Cinco, infelizmente também na iniciativa privada, às vezes, há falta de negros com a qualificação necessária. Dizer isso já foi tachado de racismo recentemente, mas essa fala apenas informa a realidade. O fosso social que temos é tão absurdo que a simples exigência de fluência na língua inglesa já é um obstáculo para a maioria dos pobres, dos quais 70% são negros. Já houve quem propusesse proibir a exigência de inglês nas seleções, o que seria terrível: a solução é dar acesso ao aprendizado do idioma e não fingir que ele não é necessário no mundo globalizado no qual vivemos.

Seis, vivemos no Brasil um ataque à meritocracia e isto nos coloca em grave risco. Sou autor de uma teoria que cria distinção entre “meritocracia de acesso” e “meritocracia de exercício”. Ao passo que, para dar acesso ao estudo e a melhores oportunidades de concorrência, é viável algum paliativo que compense desigualdades sociais, quando estamos diante do exercício de qualquer atividade profissional precisamos que a pessoa tenha as habilidades necessárias. Daí, não se pode, por exemplo, retirar o inglês de um concurso ou uma competência mínima para se escolher um cirurgião.

Então, para cumprirmos o preâmbulo e os primeiros artigos de nossa Constituição Federal precisamos, enquanto se executam ações afirmativas, melhorar a educação e criar programas de capacitação destinados aos mais pobres, o que atingirá não só os 70% de negros mais pobres e também os 30% de brancos nessa condição socioeconômica. Estes últimos, por serem esquecidos a maior parte das vezes, são chamados, nos EUA, de “white trash”. Cabe a nós, como sociedade, enfrentar a falta de oportunidades para todos, sem discriminar ninguém, seja por raça, cor, religião, orientação sexual ou origem geográfica.

Sete: ao passo que a OAB RJ é totalmente inocente da acusação que lhe foi feita, merecendo sim elogios, a sociedade continua com um débito a ser corrigido. Essa correção, repisamos, não pode ser adiada nem feita de forma açodada. Enfrentar as desigualdades é ordem da Constituição da República (Preâmbulo e arts. 1º a 4º). Isto precisa ser compreendido e se tornar pauta de Estado e não de governo. Precisamos tornar isso um compromisso de todos, algo que paire acima de quaisquer divergências filosóficas ou ideológicas.

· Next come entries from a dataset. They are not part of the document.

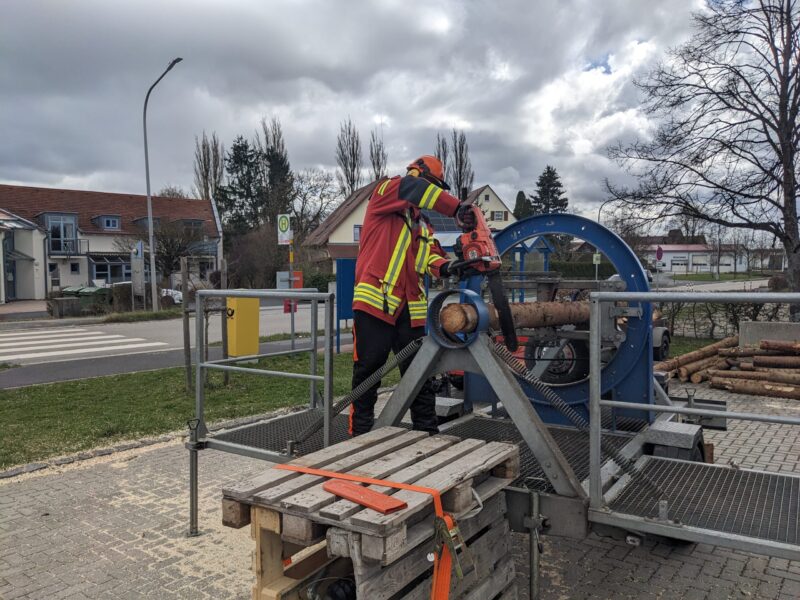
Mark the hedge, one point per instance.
(582, 270)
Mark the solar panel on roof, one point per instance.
(441, 224)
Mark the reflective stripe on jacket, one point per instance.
(397, 248)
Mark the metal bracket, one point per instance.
(626, 311)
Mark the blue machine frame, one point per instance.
(629, 375)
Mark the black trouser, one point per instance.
(374, 340)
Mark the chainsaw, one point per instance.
(477, 255)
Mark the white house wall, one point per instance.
(30, 280)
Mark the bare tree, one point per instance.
(461, 174)
(443, 154)
(209, 166)
(348, 157)
(377, 155)
(173, 191)
(726, 148)
(315, 197)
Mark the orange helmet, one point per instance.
(430, 168)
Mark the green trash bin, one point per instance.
(71, 290)
(91, 296)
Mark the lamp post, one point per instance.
(153, 290)
(599, 210)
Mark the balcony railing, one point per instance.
(68, 246)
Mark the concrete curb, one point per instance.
(140, 443)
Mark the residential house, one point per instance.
(54, 238)
(338, 236)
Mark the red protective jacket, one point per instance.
(397, 248)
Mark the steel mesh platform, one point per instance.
(742, 502)
(273, 435)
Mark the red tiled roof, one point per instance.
(30, 202)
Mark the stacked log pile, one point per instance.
(770, 369)
(694, 366)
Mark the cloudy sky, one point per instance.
(532, 83)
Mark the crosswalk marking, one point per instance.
(80, 351)
(55, 343)
(115, 339)
(39, 341)
(45, 332)
(64, 334)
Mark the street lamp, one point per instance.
(601, 208)
(153, 291)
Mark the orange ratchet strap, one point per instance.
(442, 565)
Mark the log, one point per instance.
(704, 352)
(790, 362)
(463, 318)
(757, 388)
(746, 351)
(686, 370)
(771, 370)
(775, 377)
(700, 376)
(781, 345)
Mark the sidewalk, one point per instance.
(114, 527)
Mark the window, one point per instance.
(62, 230)
(193, 229)
(55, 277)
(110, 222)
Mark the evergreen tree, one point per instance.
(550, 195)
(240, 201)
(278, 180)
(522, 207)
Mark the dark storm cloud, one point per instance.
(531, 83)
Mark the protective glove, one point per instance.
(465, 216)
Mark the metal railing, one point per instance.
(198, 432)
(599, 300)
(230, 364)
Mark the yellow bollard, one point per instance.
(242, 326)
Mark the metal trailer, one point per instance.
(567, 487)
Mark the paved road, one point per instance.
(67, 370)
(54, 344)
(114, 527)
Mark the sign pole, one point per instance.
(292, 304)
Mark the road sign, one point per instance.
(284, 230)
(137, 269)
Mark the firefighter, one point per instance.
(397, 249)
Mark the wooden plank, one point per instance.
(443, 480)
(487, 551)
(343, 509)
(272, 495)
(316, 497)
(267, 559)
(246, 489)
(400, 574)
(390, 548)
(235, 514)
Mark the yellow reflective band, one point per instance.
(372, 292)
(434, 197)
(398, 257)
(426, 197)
(423, 251)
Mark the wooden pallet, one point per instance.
(290, 511)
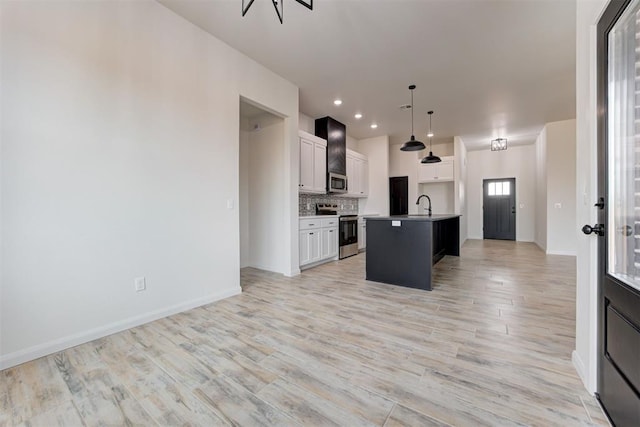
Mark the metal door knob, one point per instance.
(598, 229)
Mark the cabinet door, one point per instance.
(305, 253)
(315, 245)
(444, 171)
(310, 244)
(363, 175)
(329, 243)
(362, 235)
(426, 172)
(352, 176)
(319, 168)
(306, 165)
(333, 242)
(431, 172)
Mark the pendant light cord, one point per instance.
(412, 134)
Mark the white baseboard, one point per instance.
(45, 349)
(567, 253)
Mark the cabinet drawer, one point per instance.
(308, 224)
(329, 222)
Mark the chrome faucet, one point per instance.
(428, 198)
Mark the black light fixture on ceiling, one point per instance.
(278, 4)
(412, 144)
(430, 158)
(499, 144)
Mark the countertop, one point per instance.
(415, 217)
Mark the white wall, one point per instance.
(541, 190)
(120, 152)
(442, 195)
(244, 201)
(460, 189)
(585, 356)
(561, 188)
(306, 123)
(405, 163)
(516, 162)
(377, 151)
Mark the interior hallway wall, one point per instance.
(377, 152)
(120, 156)
(562, 229)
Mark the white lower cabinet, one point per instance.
(318, 240)
(309, 246)
(362, 234)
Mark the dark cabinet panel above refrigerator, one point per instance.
(336, 135)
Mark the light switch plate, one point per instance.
(140, 284)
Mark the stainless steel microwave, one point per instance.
(336, 183)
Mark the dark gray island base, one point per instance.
(402, 249)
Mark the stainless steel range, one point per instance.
(347, 229)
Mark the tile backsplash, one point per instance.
(307, 204)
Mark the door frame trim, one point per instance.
(607, 20)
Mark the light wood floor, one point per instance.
(490, 345)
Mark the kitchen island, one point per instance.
(401, 250)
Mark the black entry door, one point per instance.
(399, 195)
(499, 209)
(618, 227)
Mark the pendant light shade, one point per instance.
(430, 158)
(412, 144)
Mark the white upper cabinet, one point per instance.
(313, 164)
(436, 172)
(357, 174)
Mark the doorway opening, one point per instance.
(261, 189)
(499, 209)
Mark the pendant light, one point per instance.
(412, 144)
(430, 158)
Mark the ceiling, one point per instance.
(486, 68)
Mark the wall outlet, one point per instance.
(140, 284)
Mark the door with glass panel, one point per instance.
(618, 207)
(499, 209)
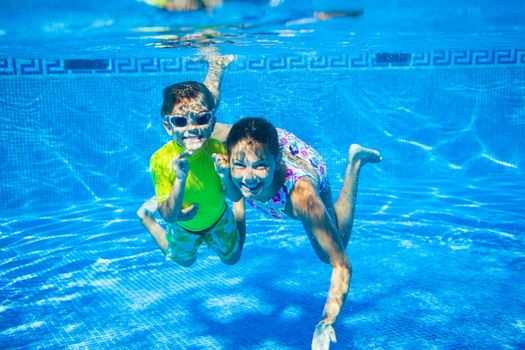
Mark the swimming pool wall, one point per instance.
(83, 129)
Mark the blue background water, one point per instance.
(437, 247)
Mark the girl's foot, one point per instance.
(147, 209)
(362, 154)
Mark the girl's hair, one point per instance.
(186, 91)
(257, 130)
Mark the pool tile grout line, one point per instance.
(440, 58)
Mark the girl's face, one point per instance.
(191, 125)
(253, 169)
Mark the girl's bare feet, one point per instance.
(364, 155)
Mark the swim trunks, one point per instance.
(294, 151)
(223, 238)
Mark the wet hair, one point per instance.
(186, 91)
(256, 130)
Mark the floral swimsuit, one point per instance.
(291, 145)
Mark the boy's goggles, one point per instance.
(180, 120)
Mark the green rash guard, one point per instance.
(203, 185)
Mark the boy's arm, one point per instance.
(171, 209)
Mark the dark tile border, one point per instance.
(442, 58)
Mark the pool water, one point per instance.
(437, 249)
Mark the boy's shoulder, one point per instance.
(215, 146)
(167, 150)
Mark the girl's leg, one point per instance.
(217, 63)
(145, 214)
(346, 202)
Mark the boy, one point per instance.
(189, 193)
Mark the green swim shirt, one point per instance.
(203, 185)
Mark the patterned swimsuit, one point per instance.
(292, 146)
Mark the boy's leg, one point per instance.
(228, 235)
(346, 202)
(145, 214)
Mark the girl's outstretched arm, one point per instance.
(305, 205)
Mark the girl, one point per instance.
(282, 176)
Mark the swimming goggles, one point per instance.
(181, 121)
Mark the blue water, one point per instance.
(438, 250)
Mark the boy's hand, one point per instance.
(324, 334)
(188, 213)
(222, 164)
(181, 166)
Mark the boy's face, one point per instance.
(190, 124)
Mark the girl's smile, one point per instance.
(253, 170)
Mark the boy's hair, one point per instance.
(255, 129)
(187, 90)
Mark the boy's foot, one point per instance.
(365, 155)
(148, 208)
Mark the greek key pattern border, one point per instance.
(443, 58)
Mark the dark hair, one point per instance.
(255, 129)
(188, 90)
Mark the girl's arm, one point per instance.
(222, 166)
(305, 205)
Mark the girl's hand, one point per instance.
(222, 165)
(323, 335)
(181, 166)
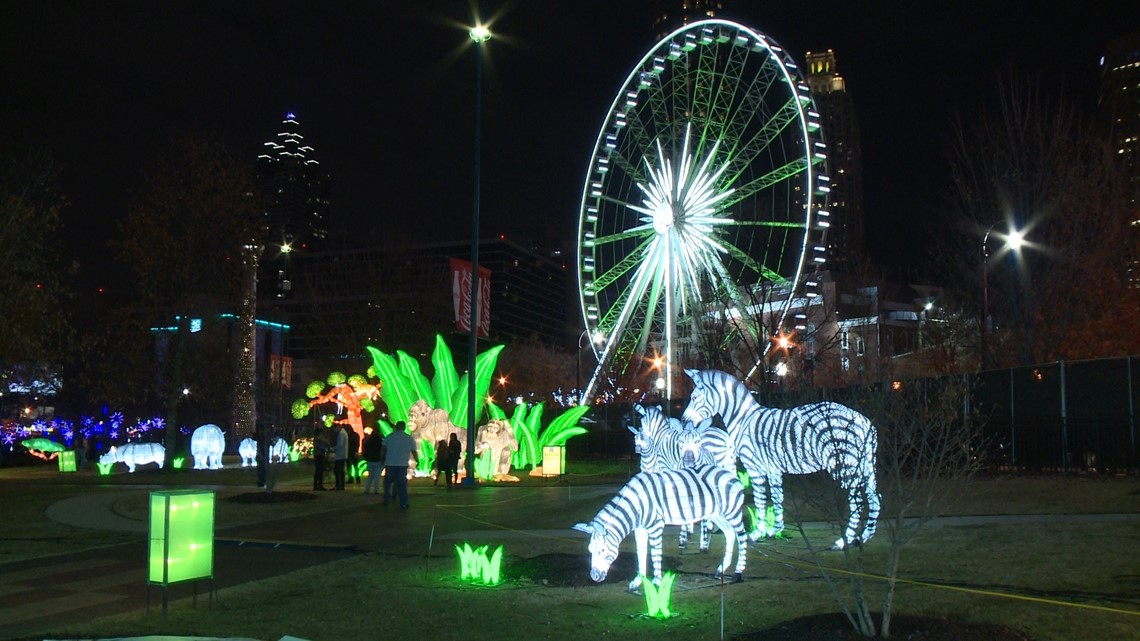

Concluindo, compartilho mais uma boa notícia. Recentemente, quando da votação para a lista de promoção por merecimento de juiz federal para desembargador, a Dra. Letícia Mello apresentou voto levantando a questão aqui tratada e propondo diversas soluções, mostrando que o Judiciário está atento ao tema. Vale anotar que a lista tríplice produzida pelo TRF2 traz duas mulheres e um homem. Mais que isso, traz três nomes que, como outros que concorreram e não entraram na lista, são probos e qualificados tecnicamente, o que se garantiu em especial pelo princípio do concurso público.

A escolhida foi a Dra Carmem Silvia, magistrada que, além de todo alentado currículo e experiência, ministra aulas gratuitas para estudantes pobres e negros.
Vamos comemorar estes avanços! E, cientes do problema, continuar trabalhando. Só para dar mais um exemplo, entre mais de 1.200 procuradores da República no Brasil, há apenas 20 negros, o que confirma a necessidade de assumir que há ajustes a serem feitos na educação e acesso a oportunidades entre os mais pobres.

Repudio a “síndrome de vira-lata” de quem só critica o país. Apesar de os desafios serem enormes, estamos progredindo! Vamos saudar os avanços e trabalhar para que sejam maiores a cada dia. Nesse ponto, precisamos preservar o concurso público, a meritocracia e a busca efetiva de dar acesso à educação e oportunidades aos mais pobres. O concurso público é ótimo mecanismo pois oferece mais condições de competição para mulheres e negros do que a iniciativa privada.

Somos um país com problemas difíceis, mas temos todas as condições de, juntos, superarmos cada um deles. Isso, contudo, só acontecerá se seguirmos, como ponto comum e de partida, a Constituição Federal e se agirmos com sabedoria, serenidade e espírito de colaboração.
William Douglas é Desembargador Federal/TRF2, professor, escritor, Mestre em Estado e Cidadania (UGF) e pós-graduado em Políticas Públicas e Governo (EPPG/COPPE/UFRJ).